Abstract

In order to solve the problem of low translation accuracy caused by complex sentence parameters in traditional machine translation systems, a method based on deep learning was proposed. First, MCU SPCE061A is used to study the problem of complex digital signal. The training data in the synchronous translation server support the translation services of a large number of users, and the translation results were displayed through the session interface of the user terminal. The PMDL model is used to detect the keyword signal, record the PCM audio data, and slice the collected pulse code modulation signal, so as to wake up the artificial intelligence voice service. Then, this study establishes a speech recognition process that accurately outputs the speech-related semantics. In this paper, a manual interactive synchronous translation program is designed with the input text as the search criterion, and the set is trimmed to obtain the best translation effect. The experimental results show that the sentence translation accuracy of the system is 0.9 ∼ 1.0. It is proved that the method based on deep learning solves the problem of low accuracy of the traditional translation system.

1. Introduction

Governments, businesses, academic organizations, humanitarian organizations, and other organizations have recently faced unprecedented internationalization and globalization. The effectiveness, market size and scope of competition of security, and trade and commerce all depend on global information awareness and global interaction and communication ability. Strengthening world integration requires natural and effective international cross language communication, and the language gap is a huge obstacle to world integration [1]. With the increasing popularity of real-time translation, it is urgent to develop a system supporting synchronous translation. Speech to text translation (s2t) refers to the process that allows the machine to automatically translate the text of the target language from the speech signal of the source language.

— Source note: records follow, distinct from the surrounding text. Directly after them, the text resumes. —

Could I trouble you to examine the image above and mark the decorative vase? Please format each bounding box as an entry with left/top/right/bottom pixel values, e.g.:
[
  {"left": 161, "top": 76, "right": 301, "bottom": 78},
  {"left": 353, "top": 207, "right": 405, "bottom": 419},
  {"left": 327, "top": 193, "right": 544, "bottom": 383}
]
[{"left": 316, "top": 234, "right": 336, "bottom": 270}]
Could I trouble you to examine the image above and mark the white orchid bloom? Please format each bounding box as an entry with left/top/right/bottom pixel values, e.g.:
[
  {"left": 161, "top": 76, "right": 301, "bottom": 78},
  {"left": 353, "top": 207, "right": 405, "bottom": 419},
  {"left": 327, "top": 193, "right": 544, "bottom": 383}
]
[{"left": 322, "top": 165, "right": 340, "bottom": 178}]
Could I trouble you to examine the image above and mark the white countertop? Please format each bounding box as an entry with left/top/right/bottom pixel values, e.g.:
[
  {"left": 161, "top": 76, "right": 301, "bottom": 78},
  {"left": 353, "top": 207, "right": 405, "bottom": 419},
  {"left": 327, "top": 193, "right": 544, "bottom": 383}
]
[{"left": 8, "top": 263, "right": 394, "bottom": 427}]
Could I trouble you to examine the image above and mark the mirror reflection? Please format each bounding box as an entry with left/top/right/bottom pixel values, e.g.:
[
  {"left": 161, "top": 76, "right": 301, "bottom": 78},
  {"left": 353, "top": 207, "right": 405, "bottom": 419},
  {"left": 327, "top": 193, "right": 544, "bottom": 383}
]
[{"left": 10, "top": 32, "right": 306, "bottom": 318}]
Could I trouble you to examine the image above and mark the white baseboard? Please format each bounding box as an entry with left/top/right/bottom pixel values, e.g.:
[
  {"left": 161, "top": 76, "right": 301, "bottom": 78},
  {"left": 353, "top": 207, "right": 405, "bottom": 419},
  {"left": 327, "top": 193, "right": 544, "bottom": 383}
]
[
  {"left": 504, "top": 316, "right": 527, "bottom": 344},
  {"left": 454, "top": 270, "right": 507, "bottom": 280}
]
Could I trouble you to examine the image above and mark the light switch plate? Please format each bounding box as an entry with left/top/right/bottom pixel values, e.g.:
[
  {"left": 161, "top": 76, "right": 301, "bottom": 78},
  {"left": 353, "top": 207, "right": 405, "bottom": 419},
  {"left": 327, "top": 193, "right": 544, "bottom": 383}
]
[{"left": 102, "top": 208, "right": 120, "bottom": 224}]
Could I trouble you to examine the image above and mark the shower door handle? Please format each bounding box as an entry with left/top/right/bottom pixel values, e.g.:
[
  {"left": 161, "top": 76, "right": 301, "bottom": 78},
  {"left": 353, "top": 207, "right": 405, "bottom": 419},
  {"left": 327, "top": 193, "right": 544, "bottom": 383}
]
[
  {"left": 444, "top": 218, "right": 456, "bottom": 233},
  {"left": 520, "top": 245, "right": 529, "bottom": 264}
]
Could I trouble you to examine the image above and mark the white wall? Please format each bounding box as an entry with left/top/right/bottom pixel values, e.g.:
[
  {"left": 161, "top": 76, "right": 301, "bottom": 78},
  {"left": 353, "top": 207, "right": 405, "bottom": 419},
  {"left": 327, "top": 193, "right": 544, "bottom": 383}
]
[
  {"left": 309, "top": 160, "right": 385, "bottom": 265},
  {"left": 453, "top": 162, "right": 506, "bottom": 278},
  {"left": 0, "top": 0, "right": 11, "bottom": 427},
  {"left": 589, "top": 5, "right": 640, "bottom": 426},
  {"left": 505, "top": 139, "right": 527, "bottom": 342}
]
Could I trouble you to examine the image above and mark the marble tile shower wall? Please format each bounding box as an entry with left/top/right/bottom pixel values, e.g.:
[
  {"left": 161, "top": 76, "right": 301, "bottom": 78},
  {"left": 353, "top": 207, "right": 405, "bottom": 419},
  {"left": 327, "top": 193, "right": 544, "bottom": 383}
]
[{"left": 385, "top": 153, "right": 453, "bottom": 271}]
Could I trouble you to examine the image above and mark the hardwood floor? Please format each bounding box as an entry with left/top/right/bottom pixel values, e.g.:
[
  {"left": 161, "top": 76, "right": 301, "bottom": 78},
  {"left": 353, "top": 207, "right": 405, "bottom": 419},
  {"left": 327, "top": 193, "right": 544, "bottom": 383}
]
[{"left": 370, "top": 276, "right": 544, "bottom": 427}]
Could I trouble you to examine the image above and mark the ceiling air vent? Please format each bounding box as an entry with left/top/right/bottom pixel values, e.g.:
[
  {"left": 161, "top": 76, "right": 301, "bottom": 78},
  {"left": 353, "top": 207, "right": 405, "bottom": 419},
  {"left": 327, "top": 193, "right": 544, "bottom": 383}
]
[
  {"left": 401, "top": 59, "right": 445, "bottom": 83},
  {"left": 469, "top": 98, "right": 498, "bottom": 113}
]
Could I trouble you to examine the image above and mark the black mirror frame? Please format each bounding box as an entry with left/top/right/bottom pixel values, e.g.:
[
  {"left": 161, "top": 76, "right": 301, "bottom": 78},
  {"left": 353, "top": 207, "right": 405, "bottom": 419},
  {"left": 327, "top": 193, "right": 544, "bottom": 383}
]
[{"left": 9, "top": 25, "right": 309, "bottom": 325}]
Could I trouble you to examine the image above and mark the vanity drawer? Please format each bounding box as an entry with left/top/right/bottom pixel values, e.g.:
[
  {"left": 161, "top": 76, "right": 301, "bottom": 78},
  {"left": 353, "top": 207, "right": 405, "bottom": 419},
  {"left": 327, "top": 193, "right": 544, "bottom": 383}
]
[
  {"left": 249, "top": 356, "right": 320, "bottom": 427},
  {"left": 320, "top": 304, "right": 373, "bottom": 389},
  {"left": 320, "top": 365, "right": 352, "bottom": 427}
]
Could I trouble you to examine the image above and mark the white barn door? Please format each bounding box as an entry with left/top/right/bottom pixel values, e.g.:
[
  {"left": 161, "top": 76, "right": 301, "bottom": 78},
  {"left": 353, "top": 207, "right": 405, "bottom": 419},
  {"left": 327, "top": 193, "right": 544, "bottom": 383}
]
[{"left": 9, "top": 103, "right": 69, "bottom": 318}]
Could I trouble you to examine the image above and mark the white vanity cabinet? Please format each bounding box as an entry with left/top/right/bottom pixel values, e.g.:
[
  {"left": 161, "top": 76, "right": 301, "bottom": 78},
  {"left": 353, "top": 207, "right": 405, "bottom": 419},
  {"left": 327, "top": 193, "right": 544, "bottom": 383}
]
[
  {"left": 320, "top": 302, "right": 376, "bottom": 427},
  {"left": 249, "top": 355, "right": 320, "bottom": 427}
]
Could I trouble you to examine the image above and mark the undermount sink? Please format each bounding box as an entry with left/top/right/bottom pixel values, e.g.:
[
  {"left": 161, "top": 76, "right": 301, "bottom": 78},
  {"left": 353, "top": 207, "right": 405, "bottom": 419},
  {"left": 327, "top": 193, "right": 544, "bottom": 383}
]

A traditional speech translation system usually consists of two parts: speech recognition module and machine translation module. Cascading the two modules can form a speech translation system [2]. This cascading approach can improve the overall performance from the improvement of a single component. For example, in recent years, neural machine translation has generally replaced statistical machine translation, which not only improves the quality of text translation but also improves the quality of speech translation. For this model which separates speech recognition and translation models, two models with good performance may be generated, respectively. However, when the two models are cascaded together, the inherent error propagation problem in this way will affect the performance of the whole system.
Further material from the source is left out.